Теперь она стала иногда заходить к нам опять.

Сидела, пила чай, наливая его в блюдечко, разговаривала с тетками о том, что сегодня в трикотажном давали дешевые кофточки и во Фрунзенском выбросили «танкетки», но она не стала стоять, ей теперь кофточки и туфли не нужны! Тетки переглядывались, но не возражали. Выражение лица Запукиной не располагало к возражениям, оно было какое-то непреклонно-отрешенное. В ответ на тети Инины «охи», что ей трудно будет на Севере, горделиво отчеканила: трудности ее не пугают, и не то видала, зато там – ЛЮДИ. Однажды тетя Ина не выдержала и поинтересовалась, как же все-таки относится ОН к предстоящему отъезду Веры? Запукина посмотрела на тетю Ину долгим взглядом и сказала, что не хочет об этом говорить. Потом отодвинула чашку, буркнула «спасибо», встала и ушла к себе. В тот вечер тетя Калерия долго пилила младшую сестру за поразительную бестактность. А Запукина после этого не появлялась у нас целую неделю…

– Совести нет ни на копейку! Сейчас милицию позову! – раздается над моей головой. Я вздрагиваю и вижу рядом высокого старика. У него багровое лицо, он весь дребезжит от ярости. – Нашли место, где собираться, подонки: у детского учреждения! Каждый вечер сидят, а утром – бутылки, и качели сломаны!

Откуда ни возьмись, рядом со стариком возникает маленькая, коротконогая собачонка и заливисто лает на меня. Мне вдруг делается очень обидно, и я, как дурак, собираюсь обстоятельно и гневно объяснить этому мху, что ничего дурного здесь не делаю и вообще имею право сидеть в этом дворе, это мой двор, я сюда в детский сад ходил… А сколько лет назад я сюда ходил? Сорок с лишним. Не слабо, как выражается мой шестнадцатилетний сын. Старик продолжает орать и грозиться, собака на грани инсульта, мне хочется сказать что-нибудь особенно злобное, но я молча встаю и ухожу, уговаривая себя, что, может быть, это как раз тот самый старикан, который некогда наблюдал мое падение в лужу, и собачонка – та же. И им обоим по сто лет.

Склочный старик чуть не испортил мне настроение, но как только я снова оказываюсь в переулке, тут же о нем забываю. Все-таки удивительно, как здесь ничто не изменилось. Вот аптека. Тут накануне денежной реформы в сорок седьмом году я приобрел шприц, йод, бинты, клюшку для хромых, а также эластичный пояс от грыжи. Незадолго до этого мать вдруг прислала мне перевод: «Купи себе на эти деньги, Лешенька, что хочешь.
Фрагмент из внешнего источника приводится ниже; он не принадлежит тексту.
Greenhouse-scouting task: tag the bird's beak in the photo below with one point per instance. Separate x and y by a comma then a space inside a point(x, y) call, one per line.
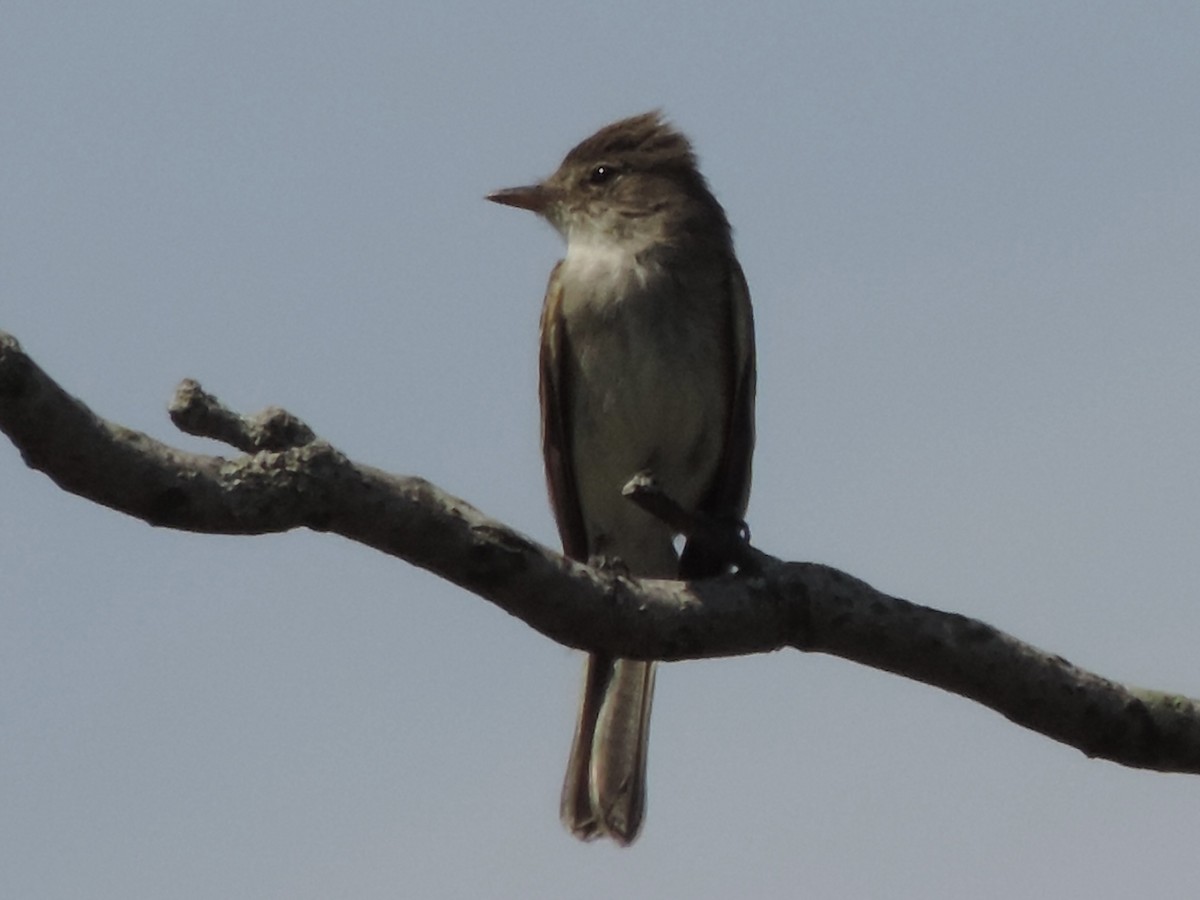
point(534, 198)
Это не на хозяйство и вообще не на нужные веши, а на удовольствие». Хозяйственных денег у нас всегда не хватало, но тетки не взяли из моих ни копейки, хоть я и предлагал. И я решил начать копить на велосипед. А тут как раз слухи о реформе, везде очереди, скупают всё подряд. А моя огромная сумма, лежа без движения, должна завтра, как мне растолковал хваткий Толик Зайцев, уменьшиться ровно в десять раз. Из-за очередей войти ни в один магазин было невозможно, а в аптеке – ни души. И вот я пошел туда и накупил всякой всячины. За йод, бинты, шприц и пояс тетки меня похвалили – пригодится. Но при виде клюшки тетя Ина сказала: «Балдес!»
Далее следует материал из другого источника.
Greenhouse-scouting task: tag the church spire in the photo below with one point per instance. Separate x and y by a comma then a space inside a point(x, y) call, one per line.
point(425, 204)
В следующем за аптекой доме – продуктовый магазин. Нет, в самом деле, и сегодня в нашем переулке можно спокойно прожить с рождения до смерти, никуда из него не отлучаясь! Вон и овощной «низок» – так называли его тетки. Вход в «низок» – через дорогу с угла, здесь наш тихий переулок пересекает улица, по которой ходят трамваи. Это из-за них меня водили в детский сад за ручку, а потом, отправляя в школу, каждый раз предупреждали, чтобы при переходе смотрел сперва налево, а дойдя до середины – направо. На этой улице рядом с «низком» был судостроительный техникум, я хотел туда поступить после седьмого класса, но тетки запретили: ты должен получить высшее образование, первый в нашей семье. Сейчас на том здании тоже висит какая-то вывеска, но мне не видно, что на ней написано.

Итак, я родился в нашем переулке, в роддоме, ходил в детсад, от которого меня сейчас прогнали старик с собачонкой, лечился тут же в поликлинике, а если надо, мог лечь и в больницу, кончил, не покидая переулка, школу и уехал с того вокзала, который виден с крыши нашего дома. Вот такие дела.

Я перехожу «трамвайную» улицу. Рядом с «низком» – будка телефона-автомата. Она всегда была здесь, из нее я звонил тете Калерии в библиотеку, когда мы собирались с ребятами сразу после школы в Стрельну за трофеями, и надо было наврать, что у нас сбор или экскурсия в музей. «Трофеи» – это, если кому не понятно, детонаторы, патроны, куски бикфордова шнура и другие полезные вещи. Лично мне посчастливилось найти однажды прекрасную финку, а Толька нашел немецкий штык, и главное, всегда оставалась надежда, что попадется настоящий пистолет.

Сейчас я позвоню из этой будки домой, жена, должно быть, уже вернулась с работы и ждет меня, я обещал, что буду пораньше, а сам устроил вместо этого ностальгическую прогулку. Звоню. Подходит сын. Голос его кажется мне каким-то расслабленным, и я с ходу начинаю злиться. Вместо того чтобы сказать «позови маму», въедливо расспрашиваю, сделал ли он уроки, чем сейчас занимается, и, узнав, что слушает магнитофон, раздраженно говорю, что неплохо бы побольше читать. Эк меня! – парень кончает школу, а ему нудят про уроки! Я это все понимаю, но как-то с опозданием на три фразы. Сын спокойно и вежливо отвечает и со всем соглашается. Голос у него по-прежнему вялый. По-моему, он слушает не меня, а музыку. Черт побери, не умею я с ним разговаривать, да и все! Довольно сухо я прошу позвать к телефону мать.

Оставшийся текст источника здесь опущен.